Figure 2: Building the pick-list query

This configuration is a simple one. You can use the Dataset Properties dialog box for more complex configurations by defining parameters, fields, and options for the query as well as setting filters for its result set.

Figure 3: Testing the pick-list query

Configuring the Parameter for the Products Table

At this point, you need to configure the parameter for the Products table query you built earlier. Click the Parameters folder in the Report Data window, then right-click the @ColorWanted parameter to expose the Report Parameter Properties dialog box shown in Figure 4. Here you can set the text that prompts the user for a value as well as configure how the parameter is to be managed. In this case, you can accept multiple values but not a blank value (i.e., an empty string). Note that a multi-select parameter can't be configured to accept a NULL value, which is why the pick-list query filters out NULL values. The parameter should be visible.

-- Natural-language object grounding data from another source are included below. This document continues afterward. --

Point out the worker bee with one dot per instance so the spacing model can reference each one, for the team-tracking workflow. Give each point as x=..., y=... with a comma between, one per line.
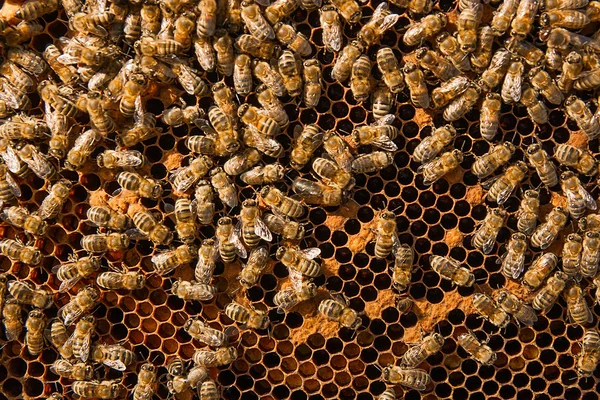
x=449, y=268
x=500, y=188
x=438, y=167
x=381, y=21
x=413, y=378
x=498, y=155
x=332, y=28
x=488, y=309
x=207, y=256
x=577, y=308
x=545, y=298
x=481, y=352
x=544, y=167
x=578, y=111
x=121, y=280
x=539, y=270
x=590, y=353
x=428, y=26
x=490, y=116
x=590, y=255
x=345, y=62
x=481, y=57
x=307, y=140
x=193, y=291
x=149, y=228
x=513, y=260
x=167, y=261
x=114, y=356
x=432, y=145
x=418, y=353
x=79, y=371
x=578, y=199
x=120, y=159
x=73, y=271
x=523, y=313
x=571, y=254
x=83, y=302
x=82, y=336
x=349, y=10
x=337, y=309
x=403, y=266
x=111, y=220
x=250, y=318
x=582, y=160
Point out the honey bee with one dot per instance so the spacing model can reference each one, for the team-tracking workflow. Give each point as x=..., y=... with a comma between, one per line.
x=481, y=352
x=337, y=309
x=488, y=309
x=571, y=255
x=83, y=302
x=544, y=167
x=101, y=243
x=261, y=49
x=307, y=140
x=590, y=353
x=26, y=59
x=73, y=271
x=581, y=160
x=450, y=269
x=58, y=337
x=513, y=260
x=403, y=266
x=578, y=199
x=438, y=167
x=372, y=162
x=432, y=145
x=167, y=261
x=250, y=226
x=498, y=155
x=481, y=57
x=413, y=378
x=547, y=295
x=193, y=291
x=19, y=252
x=539, y=270
x=82, y=336
x=345, y=62
x=415, y=80
x=257, y=120
x=490, y=116
x=332, y=28
x=590, y=255
x=114, y=356
x=84, y=146
x=121, y=280
x=78, y=371
x=250, y=318
x=523, y=313
x=500, y=188
x=349, y=10
x=492, y=76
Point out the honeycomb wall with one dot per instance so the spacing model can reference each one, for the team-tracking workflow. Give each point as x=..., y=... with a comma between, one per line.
x=303, y=356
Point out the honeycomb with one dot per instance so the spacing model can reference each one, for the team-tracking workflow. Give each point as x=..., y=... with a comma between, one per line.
x=303, y=355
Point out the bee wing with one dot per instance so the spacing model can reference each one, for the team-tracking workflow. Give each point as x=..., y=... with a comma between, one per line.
x=261, y=230
x=311, y=252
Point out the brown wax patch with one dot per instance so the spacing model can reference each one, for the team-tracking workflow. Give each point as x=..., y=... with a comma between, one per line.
x=385, y=299
x=475, y=195
x=453, y=237
x=430, y=314
x=578, y=139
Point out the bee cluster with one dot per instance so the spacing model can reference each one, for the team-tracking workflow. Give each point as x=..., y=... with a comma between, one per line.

Figure 4: Configuring the parameter for the Products table query

All of the parameter configurations you just made are recorded in the report's .rdl file. Now you need to modify the .rdl file to display a list of valid color choices. In this case, you want the pick-list query to provide the valid values. To do so, click Acceptable Values in the Report Parameter Properties dialog box to bring up the dialog box shown in Figure 5. Select the Get values from a query option, then select dsPickLists from the drop-down list of available datasets. Finally, choose Color from the drop-down lists for the Value and Label fields.

Figure 5: Specifying the acceptable values

If desired, you can set default values. If you don't provide a default value, users must specify a value, which is good. You don't necessarily want the system to run an open-ended query if it doesn't make sense to specify a default value (e.g., a default value might hinder rather than help the user).

To set a default value, click Default Values in the Report Parameter Properties dialog box to get to the dialog box shown in Figure 6. Specify the value that's to be used by default. In this case, I chose "Black" to illustrate how to set a default value.

Web Figure 1: Setting a default value

Testing the Report

After you're done configuring the report, it's time for testing. Don't click the green arrow key or press F5 to test the report—you do that only when you're ready to deploy the report. Instead, click the Preview tab in the Report Designer. This starts the Report Processor, which interprets the .rdl file and renders the report in Visual Studio.

Since I set a default parameter value, the Report Processor uses that value when it runs the query and generates the report. If no default is set, the report processor prompts you for a parameter before rendering the report. If you set a default parameter value but want to test the report using different values, you can click the Enter Product Color wanted drop-down list, which will provide the pick list of possible colors as well as a Select All option, as Figure 7 shows.

Creating Flexible Yet Well-Performing Queries

Although it might seem like a lot of steps, it's not that hard to get a multi-select parameter-based query to work. The method I just described works for stored procedures as well. Most users appreciate the flexibility of multi-select parameters.

When creating multi-select parameter-based queries, keep in mind that overall report performance is a function of generating reports that properly focus the report on needed information—not necessarily on information brought up by an improperly configured default parameter. More data means slower performance. Also keep in mind that, in some cases, using parameters to feed filter expressions can dramatically improve performance, as it might mean that the query need not be re-executed.